Sitting in a coffee shop in Gowanus, twenty-six days after their elopement, she was hunched over a bar stool, facing away from the others. She stared out the window, fixated on the F trains as they transitioned from overground to underground. (List the stations) It was an industrial Romance that captivated her. Yet, her phone consumed her. She repeatedly dialed Laurence’s number, shaking her legs anxiously on the bar stool’s footrest. She hadn’t heard from him in three weeks. She felt terrified and ashamed. Her husband was missing, and she had no one to confide in.

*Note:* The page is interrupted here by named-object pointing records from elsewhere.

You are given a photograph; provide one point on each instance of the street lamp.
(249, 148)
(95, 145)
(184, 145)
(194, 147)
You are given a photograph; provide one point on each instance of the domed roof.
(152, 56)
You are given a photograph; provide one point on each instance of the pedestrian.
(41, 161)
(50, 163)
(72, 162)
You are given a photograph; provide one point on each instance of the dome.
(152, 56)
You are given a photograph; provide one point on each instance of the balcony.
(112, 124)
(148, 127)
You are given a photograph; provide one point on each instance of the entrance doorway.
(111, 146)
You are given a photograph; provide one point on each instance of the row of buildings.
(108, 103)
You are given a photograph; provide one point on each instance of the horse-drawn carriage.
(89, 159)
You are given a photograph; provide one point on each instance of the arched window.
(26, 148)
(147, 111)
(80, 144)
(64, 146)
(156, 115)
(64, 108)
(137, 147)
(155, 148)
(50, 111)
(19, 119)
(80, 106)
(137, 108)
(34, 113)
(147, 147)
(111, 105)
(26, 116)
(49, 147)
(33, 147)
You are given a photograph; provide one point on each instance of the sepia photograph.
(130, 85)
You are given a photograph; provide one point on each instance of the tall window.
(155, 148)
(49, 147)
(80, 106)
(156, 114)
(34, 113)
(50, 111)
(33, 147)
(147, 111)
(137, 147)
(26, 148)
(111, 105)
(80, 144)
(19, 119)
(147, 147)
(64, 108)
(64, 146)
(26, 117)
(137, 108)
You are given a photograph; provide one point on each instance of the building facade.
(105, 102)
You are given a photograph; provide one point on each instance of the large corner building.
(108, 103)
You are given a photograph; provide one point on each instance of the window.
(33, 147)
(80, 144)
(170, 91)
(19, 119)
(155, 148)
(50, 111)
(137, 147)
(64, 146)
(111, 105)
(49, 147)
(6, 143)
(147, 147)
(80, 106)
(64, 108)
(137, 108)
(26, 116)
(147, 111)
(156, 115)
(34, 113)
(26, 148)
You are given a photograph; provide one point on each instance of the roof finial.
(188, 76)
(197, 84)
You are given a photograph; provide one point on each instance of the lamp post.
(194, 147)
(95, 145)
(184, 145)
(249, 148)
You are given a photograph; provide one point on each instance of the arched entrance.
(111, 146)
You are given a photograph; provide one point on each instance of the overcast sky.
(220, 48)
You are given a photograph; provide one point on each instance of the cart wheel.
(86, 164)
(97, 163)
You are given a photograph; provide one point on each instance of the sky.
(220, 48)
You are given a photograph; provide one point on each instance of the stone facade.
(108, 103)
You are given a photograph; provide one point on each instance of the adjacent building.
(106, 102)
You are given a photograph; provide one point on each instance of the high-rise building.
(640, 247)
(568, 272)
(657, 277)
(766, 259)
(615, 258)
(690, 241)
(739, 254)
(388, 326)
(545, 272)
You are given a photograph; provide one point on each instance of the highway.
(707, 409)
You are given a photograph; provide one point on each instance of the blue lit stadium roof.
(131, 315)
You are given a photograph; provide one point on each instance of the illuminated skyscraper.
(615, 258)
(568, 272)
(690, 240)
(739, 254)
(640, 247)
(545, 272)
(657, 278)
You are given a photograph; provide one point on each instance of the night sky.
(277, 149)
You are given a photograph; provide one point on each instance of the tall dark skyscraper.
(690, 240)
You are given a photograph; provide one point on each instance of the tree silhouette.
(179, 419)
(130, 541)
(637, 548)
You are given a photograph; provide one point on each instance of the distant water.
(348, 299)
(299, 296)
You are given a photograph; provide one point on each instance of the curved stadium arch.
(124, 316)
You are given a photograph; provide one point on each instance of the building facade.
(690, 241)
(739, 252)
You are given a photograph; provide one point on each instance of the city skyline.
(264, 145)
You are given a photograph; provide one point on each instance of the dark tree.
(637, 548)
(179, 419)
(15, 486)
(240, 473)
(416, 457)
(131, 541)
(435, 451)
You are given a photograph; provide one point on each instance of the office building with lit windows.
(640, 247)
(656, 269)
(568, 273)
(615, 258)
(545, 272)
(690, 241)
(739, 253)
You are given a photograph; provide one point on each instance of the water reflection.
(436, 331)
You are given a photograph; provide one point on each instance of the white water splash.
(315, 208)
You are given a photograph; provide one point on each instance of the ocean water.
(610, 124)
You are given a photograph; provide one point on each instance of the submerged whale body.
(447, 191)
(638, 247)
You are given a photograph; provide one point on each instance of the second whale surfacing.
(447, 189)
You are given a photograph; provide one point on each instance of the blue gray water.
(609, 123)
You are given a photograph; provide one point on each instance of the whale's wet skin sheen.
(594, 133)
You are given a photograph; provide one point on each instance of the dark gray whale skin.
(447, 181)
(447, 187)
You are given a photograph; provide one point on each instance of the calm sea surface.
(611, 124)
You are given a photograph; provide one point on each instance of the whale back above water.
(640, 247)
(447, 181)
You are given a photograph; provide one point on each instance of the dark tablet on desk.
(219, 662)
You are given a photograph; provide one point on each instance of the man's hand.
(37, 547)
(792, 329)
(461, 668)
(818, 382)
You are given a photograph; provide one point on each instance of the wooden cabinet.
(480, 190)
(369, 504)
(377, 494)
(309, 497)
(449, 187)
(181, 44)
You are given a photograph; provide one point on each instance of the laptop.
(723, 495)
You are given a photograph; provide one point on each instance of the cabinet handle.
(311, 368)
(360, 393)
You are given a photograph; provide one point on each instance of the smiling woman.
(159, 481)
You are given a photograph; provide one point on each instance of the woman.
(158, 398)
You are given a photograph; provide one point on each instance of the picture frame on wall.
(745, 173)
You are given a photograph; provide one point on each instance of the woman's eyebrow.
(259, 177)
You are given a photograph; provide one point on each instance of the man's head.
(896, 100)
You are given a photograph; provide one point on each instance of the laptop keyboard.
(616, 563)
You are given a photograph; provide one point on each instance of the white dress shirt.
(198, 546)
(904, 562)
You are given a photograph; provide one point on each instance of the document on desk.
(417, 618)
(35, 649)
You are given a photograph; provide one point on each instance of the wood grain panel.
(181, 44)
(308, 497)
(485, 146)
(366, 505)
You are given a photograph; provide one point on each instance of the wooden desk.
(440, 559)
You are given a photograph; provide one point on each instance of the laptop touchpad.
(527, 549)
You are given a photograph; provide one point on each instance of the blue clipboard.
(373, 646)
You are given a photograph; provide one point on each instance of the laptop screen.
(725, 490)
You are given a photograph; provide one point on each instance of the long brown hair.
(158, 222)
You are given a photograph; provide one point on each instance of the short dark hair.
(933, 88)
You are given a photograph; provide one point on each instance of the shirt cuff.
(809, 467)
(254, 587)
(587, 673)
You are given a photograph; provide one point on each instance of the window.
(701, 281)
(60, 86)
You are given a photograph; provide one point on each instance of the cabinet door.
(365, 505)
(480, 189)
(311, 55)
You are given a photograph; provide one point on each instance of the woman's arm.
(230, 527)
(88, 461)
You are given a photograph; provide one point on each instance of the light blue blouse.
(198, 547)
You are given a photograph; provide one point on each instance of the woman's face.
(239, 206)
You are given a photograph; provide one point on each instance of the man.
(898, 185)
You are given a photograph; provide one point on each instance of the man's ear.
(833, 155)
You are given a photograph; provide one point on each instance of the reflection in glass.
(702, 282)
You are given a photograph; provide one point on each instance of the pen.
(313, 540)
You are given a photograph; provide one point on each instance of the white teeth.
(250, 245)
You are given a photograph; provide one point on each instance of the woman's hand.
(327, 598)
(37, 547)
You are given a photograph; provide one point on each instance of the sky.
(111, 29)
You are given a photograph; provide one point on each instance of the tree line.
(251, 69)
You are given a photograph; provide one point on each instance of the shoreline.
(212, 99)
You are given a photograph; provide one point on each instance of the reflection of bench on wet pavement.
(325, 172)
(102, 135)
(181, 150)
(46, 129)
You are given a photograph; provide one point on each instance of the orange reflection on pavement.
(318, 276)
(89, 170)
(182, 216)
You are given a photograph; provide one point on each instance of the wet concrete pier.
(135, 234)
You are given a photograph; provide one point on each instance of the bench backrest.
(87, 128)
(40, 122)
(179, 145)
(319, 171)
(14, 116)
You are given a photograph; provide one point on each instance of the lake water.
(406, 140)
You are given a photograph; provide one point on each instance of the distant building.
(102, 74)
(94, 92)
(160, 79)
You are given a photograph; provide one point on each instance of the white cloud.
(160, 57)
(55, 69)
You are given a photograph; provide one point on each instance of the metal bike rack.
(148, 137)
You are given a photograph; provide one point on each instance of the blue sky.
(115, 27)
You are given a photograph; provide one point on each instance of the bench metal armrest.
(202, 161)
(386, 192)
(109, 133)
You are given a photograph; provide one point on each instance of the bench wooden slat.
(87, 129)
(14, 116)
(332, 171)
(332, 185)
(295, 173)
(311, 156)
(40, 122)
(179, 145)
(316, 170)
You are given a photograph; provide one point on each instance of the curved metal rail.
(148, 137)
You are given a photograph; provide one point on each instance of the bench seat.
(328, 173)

It must have been a terrifying ordeal for him. Crack is paralyzing; it induces paranoia in the body, not just the mind. Every fiber of one’s being becomes enshrouded in hallucinations of fear. Visual, auditory, and perceptual senses intertwine, rendering everything dark and evil. The true essence of oneself seems to vanish, and an external force pursues relentlessly. Nowhere feels safe.
Chantal was living in a rented room she found on Facebook Marketplace. Lying awake on the broken futon, she would wait for Laurence’s frantic 2 AM calls. It was 7 AM in London, and he was standing alone in Finsbury Park. He felt he was in danger. Gypsies were after him. Romani people were hiding in trees, hurling cats at him. That’s what he told her. It was utterly wild. But for Laurence, it was absolute truth.
She wished she could envelop him and squeeze him back to himself. Her warm embrace would remind him of their love if she could get to him. She sat in bed and turned to look out her window, facing the entrance to the hospital next door. A metal door screeched open and closed all night. Emergency lights flickered, filling the darkness of her sleepless nights. The whaling sirens didn’t bother her; her purpose was clear: she would rescue Laurence from addiction and self-destruction.
Just before Memorial Day, her desperation palpable, she boarded a plane to London. When she passed border control and stepped into the Arrivals at Heathrow Terminal 5, Laurence was teetering on the edge of the barricade. He looked disheveled and worn, attempting to hide the beer he was clutching. When he embraced her, it was as if his entire being pressed against her; she felt the heaviness of his burden shift onto her. She was destroyed.
Laurence rocked his hips against her. An intimate gesture that had often been a source of comfort. But today, his scent was repulsive. His oily, jagged stubble pierced her dehydrated skin as he pressed his cheek into her, hissing, “Buy me some rolling tobacco, won’t you?”
[1] “A Woman Destroyed” is a collection of three short stories written by Simone de Beauvoir, a prominent French existentialist philosopher and feminist. While the stories do not delve into explicit philosophical arguments, they reflect Beauvoir’s philosophical ideas and concerns about women’s experiences and existential themes.